Later I went to see Sachin, the greatest maker of woman's dresses in South India. I wanted him to stitch the two-top, one-bottom, one-duppata ensemble I found at the Andra Exhibition-cum-Sale yesterday. As he was taking my measurements he said, "You have lost some several kilos since last year." Now that's what I came to India for.
The plan was to meet A. for lunch. He's the old-old night manager from the hotel. My second night in Mysore, after Bob moved out of the hotel, I became so ill I could barely make it down the stairs. I was in pajamas and socks slipped into flip-flops. When I made it to the ground floor, I nearly fainted. They sat me down and brought a bucket. I put my head between my kees. A. got on the phone and started calling down for a "Lady doctor who speaks English." All of them required rickshaw rides. "No rickshaw!" I said, lifting up my head for a few horrible seconds. A man from Texas said there was an ayurvedic doctor in his room at that very moment, treating his wife. "Go in," he said. So, holding the wall, I made my way down the hall to the room and knocked. The wife was not at all happy to see me, and would not let me in. "I don't want to get what you have," she barked. So the doctor came out. He took one look at my eyes and said, "You need western doctor."

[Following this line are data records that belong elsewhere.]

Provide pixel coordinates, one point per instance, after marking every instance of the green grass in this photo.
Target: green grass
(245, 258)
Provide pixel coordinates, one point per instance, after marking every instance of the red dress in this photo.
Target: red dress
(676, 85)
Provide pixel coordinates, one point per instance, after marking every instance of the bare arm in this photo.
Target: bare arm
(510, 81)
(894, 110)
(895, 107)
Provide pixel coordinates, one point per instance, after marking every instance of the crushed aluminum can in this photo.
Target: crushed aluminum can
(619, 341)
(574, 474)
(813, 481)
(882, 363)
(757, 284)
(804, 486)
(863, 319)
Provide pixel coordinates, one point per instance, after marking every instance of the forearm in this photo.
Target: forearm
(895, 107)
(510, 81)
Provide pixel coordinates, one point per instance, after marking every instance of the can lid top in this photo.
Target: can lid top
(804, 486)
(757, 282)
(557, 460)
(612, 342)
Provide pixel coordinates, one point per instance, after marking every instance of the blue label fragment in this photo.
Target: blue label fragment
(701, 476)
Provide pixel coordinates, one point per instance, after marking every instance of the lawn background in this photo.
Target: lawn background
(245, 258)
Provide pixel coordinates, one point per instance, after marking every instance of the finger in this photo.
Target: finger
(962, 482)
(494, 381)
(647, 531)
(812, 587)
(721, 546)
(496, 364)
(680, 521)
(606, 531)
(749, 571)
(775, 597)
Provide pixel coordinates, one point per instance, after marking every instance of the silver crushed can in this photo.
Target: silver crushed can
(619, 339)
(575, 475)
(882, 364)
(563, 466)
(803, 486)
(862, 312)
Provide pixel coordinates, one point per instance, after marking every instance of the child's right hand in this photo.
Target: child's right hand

Finally A. found one that didn't require a rickshaw ride. "Just five minutes walking," he said. "Yeah right," I replied. But it really was just five minutes walking - with him on one side, making sure I didn't fall down, and another man on the other. I didn't have any money, so they paid for me. Then it was across the street to the pharmacy, where there was a problem with the prescription. A. ran back to the doctor to find out about a substitution, and then returned to pay for the prescription and help me back to the lodge. It felt wonderful to be so well taken care of. Which is why I still stay at the Kaveri Lodge.

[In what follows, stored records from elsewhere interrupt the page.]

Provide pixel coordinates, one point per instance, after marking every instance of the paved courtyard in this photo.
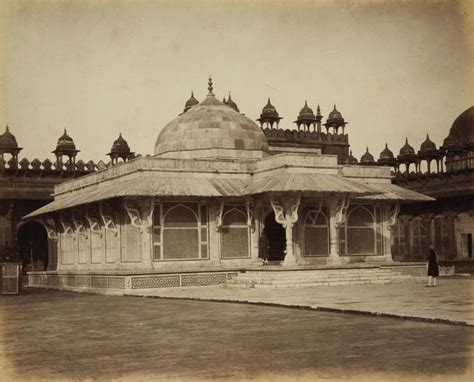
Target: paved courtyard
(74, 336)
(451, 301)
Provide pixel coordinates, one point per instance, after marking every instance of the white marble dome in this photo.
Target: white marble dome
(211, 129)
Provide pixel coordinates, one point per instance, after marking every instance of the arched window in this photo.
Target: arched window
(316, 233)
(180, 231)
(362, 232)
(398, 240)
(234, 233)
(419, 236)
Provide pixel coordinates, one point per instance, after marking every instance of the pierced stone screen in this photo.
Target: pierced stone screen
(234, 233)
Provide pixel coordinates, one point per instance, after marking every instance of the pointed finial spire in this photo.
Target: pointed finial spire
(210, 88)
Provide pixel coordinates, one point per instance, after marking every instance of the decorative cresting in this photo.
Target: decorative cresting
(9, 145)
(367, 159)
(190, 103)
(211, 129)
(140, 212)
(351, 160)
(286, 214)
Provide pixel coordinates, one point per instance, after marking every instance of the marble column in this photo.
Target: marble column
(286, 213)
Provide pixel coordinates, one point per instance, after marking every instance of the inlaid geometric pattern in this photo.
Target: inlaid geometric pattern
(83, 281)
(155, 282)
(203, 279)
(99, 282)
(117, 282)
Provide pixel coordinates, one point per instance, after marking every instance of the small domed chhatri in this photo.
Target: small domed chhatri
(306, 117)
(269, 115)
(230, 102)
(428, 145)
(211, 129)
(351, 160)
(335, 120)
(65, 143)
(8, 140)
(407, 150)
(190, 103)
(386, 157)
(120, 149)
(367, 158)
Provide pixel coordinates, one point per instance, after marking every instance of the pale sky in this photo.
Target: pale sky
(99, 68)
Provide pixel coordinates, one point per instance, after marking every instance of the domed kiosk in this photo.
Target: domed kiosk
(196, 212)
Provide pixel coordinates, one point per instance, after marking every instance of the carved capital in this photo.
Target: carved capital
(141, 217)
(107, 220)
(286, 209)
(219, 212)
(50, 226)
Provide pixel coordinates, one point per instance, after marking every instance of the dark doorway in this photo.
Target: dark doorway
(276, 238)
(33, 246)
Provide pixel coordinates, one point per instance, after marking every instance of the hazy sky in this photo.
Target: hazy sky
(99, 68)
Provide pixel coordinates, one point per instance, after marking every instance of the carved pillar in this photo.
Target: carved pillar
(140, 212)
(337, 217)
(286, 213)
(390, 220)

Anyway A. now has a car and a moustache and a wife and a son. He and I caught up over thali meals at Shiva Prasad, where we ran into his Swami - who pointed at my neck and said, "Krishna." I thought he was referring to my pendant, and said, "Om." Later I realized he was referring to my tulsi (sacred basil leaf) mala, which is worn by followers of Krishna.
Afterwards A said "Where do you want to go?" and drove to the bird sanctuary, which is incredibly peaceful.

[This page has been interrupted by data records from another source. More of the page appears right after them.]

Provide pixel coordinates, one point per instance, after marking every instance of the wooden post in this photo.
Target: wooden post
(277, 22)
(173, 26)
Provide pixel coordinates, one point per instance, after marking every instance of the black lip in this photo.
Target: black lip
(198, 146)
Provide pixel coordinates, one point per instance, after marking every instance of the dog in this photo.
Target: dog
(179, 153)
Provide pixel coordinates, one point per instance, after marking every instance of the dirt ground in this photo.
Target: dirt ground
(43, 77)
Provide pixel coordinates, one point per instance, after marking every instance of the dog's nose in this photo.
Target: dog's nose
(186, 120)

But the water level is so high you cannot take boats out on the lake. He said he will pray for a suitable partner for me. Everyone here seems to be concerned about either my weight or martial status or both. It's almost like having parents again - parents who care.
After resting and chai and laundry I visited the Vankateshwara temple behind the hotel ("backside"). It was nearly empty; just a few ladies and the sound of some girls learning bhajans. The priest served me along with everyone else, and I was grateful; light, holy water, and then, finally, flowers and prasad (a banana). Afterwards I sat for a bit, and noticed him trying to replace a tube light in back.
Later I had all of the prasad for dinner. I'm not sure if it's RC (religiously correct), but it was exactly the right thing at the right time.